Your concept of preference is one way of evaluating the correctness of my claim, I agree. If you can resolve the complex web of human preferences (in my sense) into a clean, non-contradictory, static preference system (your sense) then you can use that system to judge the value of the hypothetical future in which WBE research overran FAI research.

It's not clear to me that this is the only way to evaluate my claim, or that it is even a reasonable way. My understanding of FAI is that arriving at such a resolution of human preferences is a central ingredient to building an FAI, hence using your method to evaluate my claim would require more progress on FAI. But the entire point of this discussion is to decide if we should be pushing harder for progress on FAI or WBE. I'll grant that this is a point in favor for FAI -- that it allows for a clearer evaluation of the very problem we're discussing -- but, beyond that, I think we must rely on the actual preferences we have access to now (in my sense: the messy, human ones) to further our evaluations of FAI and WBE.

Comment author: andreas 13 March 2010 03:05:04AM 1 point [-]

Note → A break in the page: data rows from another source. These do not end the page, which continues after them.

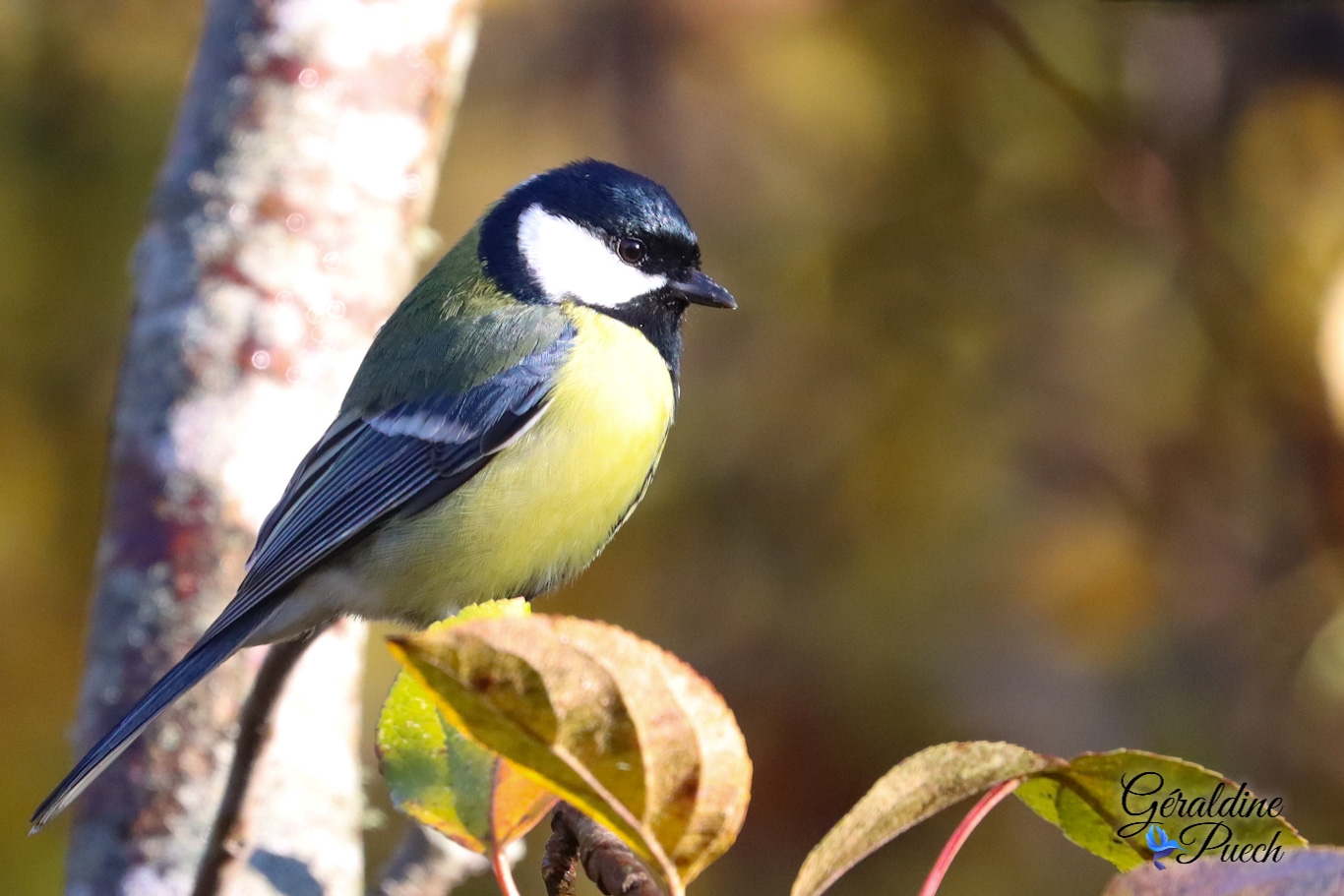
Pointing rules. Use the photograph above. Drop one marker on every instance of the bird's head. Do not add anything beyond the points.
(599, 235)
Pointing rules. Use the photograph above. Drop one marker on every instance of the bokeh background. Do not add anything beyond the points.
(1025, 428)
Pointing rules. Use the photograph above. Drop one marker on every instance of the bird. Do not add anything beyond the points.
(504, 423)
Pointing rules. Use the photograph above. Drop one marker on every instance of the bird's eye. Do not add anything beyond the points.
(631, 250)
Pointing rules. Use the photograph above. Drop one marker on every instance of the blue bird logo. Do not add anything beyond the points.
(1160, 844)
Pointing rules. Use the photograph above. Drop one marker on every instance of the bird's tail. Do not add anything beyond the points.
(199, 661)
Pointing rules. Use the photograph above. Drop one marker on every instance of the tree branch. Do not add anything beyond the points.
(608, 862)
(303, 162)
(254, 728)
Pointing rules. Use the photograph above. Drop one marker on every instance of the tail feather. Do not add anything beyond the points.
(198, 663)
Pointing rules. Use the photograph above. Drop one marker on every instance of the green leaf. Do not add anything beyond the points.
(1087, 803)
(1314, 870)
(918, 788)
(443, 779)
(619, 727)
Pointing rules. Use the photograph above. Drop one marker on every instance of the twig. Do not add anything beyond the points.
(1091, 113)
(503, 873)
(958, 837)
(222, 848)
(428, 864)
(608, 862)
(561, 859)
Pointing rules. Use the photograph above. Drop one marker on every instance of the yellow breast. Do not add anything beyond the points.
(546, 506)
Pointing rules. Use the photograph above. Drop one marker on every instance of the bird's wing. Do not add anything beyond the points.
(396, 462)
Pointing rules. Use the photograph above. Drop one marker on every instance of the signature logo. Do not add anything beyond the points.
(1160, 844)
(1203, 823)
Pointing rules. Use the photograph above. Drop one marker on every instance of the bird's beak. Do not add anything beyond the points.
(702, 290)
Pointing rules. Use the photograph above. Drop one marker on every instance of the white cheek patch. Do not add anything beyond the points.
(566, 260)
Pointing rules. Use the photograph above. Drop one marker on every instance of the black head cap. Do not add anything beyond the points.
(605, 199)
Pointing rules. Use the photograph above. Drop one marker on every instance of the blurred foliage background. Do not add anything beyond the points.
(1025, 428)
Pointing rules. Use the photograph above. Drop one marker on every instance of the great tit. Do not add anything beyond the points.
(503, 425)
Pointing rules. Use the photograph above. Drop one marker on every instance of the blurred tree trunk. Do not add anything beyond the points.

It's not clear to me that this is the only way to evaluate my claim, or that it is even a reasonable way. My understanding of FAI is that arriving at such a resolution of human preferences is a central ingredient to building an FAI, hence using your method to evaluate my claim would require more progress on FAI.

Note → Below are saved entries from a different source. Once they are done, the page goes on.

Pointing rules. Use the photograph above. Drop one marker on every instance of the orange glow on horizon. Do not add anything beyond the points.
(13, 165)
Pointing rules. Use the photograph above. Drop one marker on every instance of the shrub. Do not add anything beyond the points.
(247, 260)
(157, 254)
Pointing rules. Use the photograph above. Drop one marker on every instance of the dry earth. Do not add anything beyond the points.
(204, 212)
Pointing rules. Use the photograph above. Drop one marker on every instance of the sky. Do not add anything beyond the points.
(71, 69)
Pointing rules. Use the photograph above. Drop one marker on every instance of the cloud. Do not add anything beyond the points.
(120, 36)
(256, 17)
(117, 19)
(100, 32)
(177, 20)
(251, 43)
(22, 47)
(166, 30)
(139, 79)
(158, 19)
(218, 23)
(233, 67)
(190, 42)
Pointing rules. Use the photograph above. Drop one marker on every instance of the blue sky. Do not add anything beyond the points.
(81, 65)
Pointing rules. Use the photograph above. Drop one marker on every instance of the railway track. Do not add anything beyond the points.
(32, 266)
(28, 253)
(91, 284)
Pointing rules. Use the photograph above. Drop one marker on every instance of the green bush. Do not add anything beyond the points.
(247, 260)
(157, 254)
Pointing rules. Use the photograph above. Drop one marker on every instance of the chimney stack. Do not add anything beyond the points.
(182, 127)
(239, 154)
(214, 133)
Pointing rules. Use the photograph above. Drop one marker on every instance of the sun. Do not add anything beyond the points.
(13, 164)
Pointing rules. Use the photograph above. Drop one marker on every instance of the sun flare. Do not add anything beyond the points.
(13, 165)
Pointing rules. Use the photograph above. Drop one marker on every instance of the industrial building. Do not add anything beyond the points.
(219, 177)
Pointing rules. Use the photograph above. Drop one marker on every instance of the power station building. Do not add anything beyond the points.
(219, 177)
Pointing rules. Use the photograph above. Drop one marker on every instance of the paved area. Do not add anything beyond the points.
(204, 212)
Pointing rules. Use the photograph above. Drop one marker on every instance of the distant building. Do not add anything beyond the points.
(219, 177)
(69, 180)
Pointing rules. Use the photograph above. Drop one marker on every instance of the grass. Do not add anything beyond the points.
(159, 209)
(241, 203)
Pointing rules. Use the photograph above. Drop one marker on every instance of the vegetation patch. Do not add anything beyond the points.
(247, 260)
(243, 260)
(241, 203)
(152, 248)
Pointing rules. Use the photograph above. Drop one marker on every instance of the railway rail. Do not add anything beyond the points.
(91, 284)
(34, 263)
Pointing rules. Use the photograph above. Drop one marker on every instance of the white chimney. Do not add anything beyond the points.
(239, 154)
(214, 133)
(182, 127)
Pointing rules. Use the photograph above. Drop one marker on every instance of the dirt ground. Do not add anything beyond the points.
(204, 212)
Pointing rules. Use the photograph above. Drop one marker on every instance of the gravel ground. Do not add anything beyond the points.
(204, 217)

If your statement ("The route of WBE simply takes the guess work out") were a comparison between two routes similar in approach, e.g. WBE and neuroenhancement, then you could argue that a better formal understanding of preference would be required before we could use the idea of "precise preference" to argue for one approach or the other.

Since we are comparing one option which does not try to capture preference precisely with an option that does, it does not matter what exactly precise preference says about the second option: Whatever statement our precise preferences make, the second option tries to capture it whereas the first option makes no such attempt.

Comment author: Jordan 14 March 2010 06:06:25AM *  0 points [-]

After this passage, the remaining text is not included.